Se é certo que a Constituição não foi alterada para restringir o foro e que a

interpretação das regras da prerrogativa de foro já remonta ao tempo da assembleia

constituinte, tenho que uma nova e restritiva interpretação não se justificaria como

uma nova interpretação. Apenas como uma mutação constitucional, amparada em

“uma evolução na situação de fato sobre a qual incide a norma”, ou ainda na “força

de uma nova visão jurídica que passa a predominar na sociedade”, seria possível

reconhecer uma mudança da regra.

A única mudança relevante no texto da Constituição foi promovida pela Emenda

Constitucional 35/2001, que dispensou a autorização para processo dos

parlamentares. A disposição não alterou competências. Pelo contrário: ao eliminar

uma das inviolabilidades do parlamentar – necessidade de autorização da Casa para

processo penal –, tornou a prerrogativa de foro muito mais relevante. Desde então,

as denúncias contra os parlamentares são efetivamente processadas.

Com a devida vênia, no caso, não temos uma mutação constitucional, mas uma

nova e inconstitucional interpretação da Constituição. Dessa forma, tenho que

a interpretação proposta conflita com a norma constitucional e deve ser

rechaçada.

Além do verniz de técnica jurídica, a nova interpretação vem embalada em

argumentos consequencialistas. É apresentada como a solução para desafogar

os tribunais, acelerar a punição de poderosos, afastar influências políticas dos

processos penais.

Tenho que a nova interpretação não traz a perspectiva de uma melhora no

sistema judiciário em geral, ou na persecução penal em particular.

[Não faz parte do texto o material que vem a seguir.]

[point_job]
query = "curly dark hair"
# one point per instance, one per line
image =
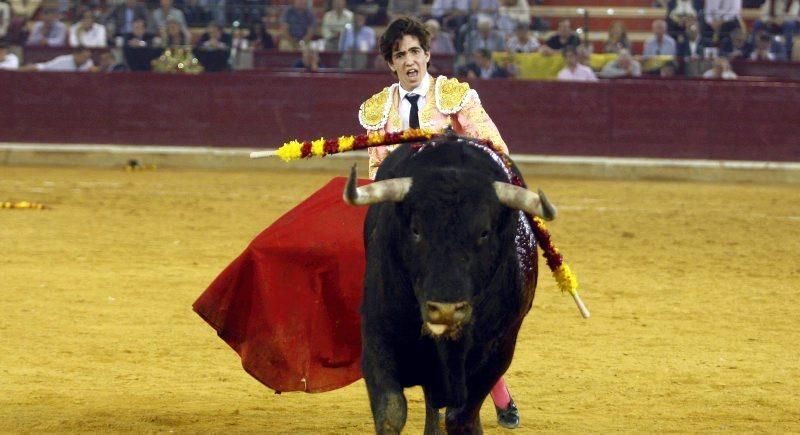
(399, 28)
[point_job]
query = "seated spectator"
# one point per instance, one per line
(87, 32)
(399, 8)
(25, 9)
(195, 14)
(680, 13)
(441, 42)
(297, 24)
(139, 36)
(736, 45)
(584, 52)
(108, 63)
(660, 44)
(623, 66)
(333, 24)
(120, 20)
(574, 71)
(259, 37)
(5, 19)
(691, 44)
(272, 18)
(310, 60)
(483, 67)
(50, 31)
(766, 48)
(22, 11)
(7, 60)
(357, 40)
(522, 41)
(374, 10)
(79, 60)
(779, 17)
(513, 13)
(451, 13)
(165, 13)
(721, 17)
(173, 35)
(487, 8)
(617, 38)
(563, 38)
(669, 69)
(484, 37)
(720, 69)
(140, 47)
(215, 38)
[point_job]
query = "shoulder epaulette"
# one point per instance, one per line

Por sua vez, o Ministro Luis Roberto Barroso considerou:

24. Assim, parece claro que se o foro privilegiado pretende ser, de fato, um

instrumento para garantir o livre exercício de certas funções públicas, e não para

acobertar a pessoa ocupante do cargo, não faz sentido estendê-lo aos crimes

cometidos antes da investidura nesse cargo e aos que, cometidos após a investidura,

sejam estranhos ao exercício de suas funções. Fosse assim, o foro representaria

reprovável privilégio pessoal. Trata-se, ainda, de aplicação da clássica diretriz

hermenêutica – interpretação restritiva das exceções –, extraída do postulado da

unidade da Constituição e do reconhecimento de uma hierarquia material ou

axiológica entre as normas constitucionais. Não há dúvida de que direitos e

princípios fundamentais da Constituição, como o são a igualdade e a república,

ostentam uma preferência axiológica em relação às demais disposições

constitucionais. Daí a necessidade de que normas constitucionais que excepcionem

esses princípios – como aquelas que introduzem o foro por prerrogativa de função –

sejam interpretadas sempre de forma restritiva, de modo a garantir que possam se

harmonizar ao sistema da Constituição de 1988.

25. Esse postulado foi adotado pelo STF em inúmeros casos. Especificamente em

relação à prerrogativa de foro, na ADI 2587, esta Corte declarou a

inconstitucionalidade da norma de Constituição estadual que conferia o foro especial

aos delegados de polícia. No julgamento, assentou-se que os Estados não têm “carta

em branco” para assegurar o privilégio a quem bem entendam, pois não se trata de

“simples opção política”, mas “um sistema rígido de jurisdição excepcional, que por

diferir dos postulados basilares do Estado de Direito Democrático exige uma

interpretação restritiva e expressa” (Red. p/ acórdão Min. Carlos Britto, j.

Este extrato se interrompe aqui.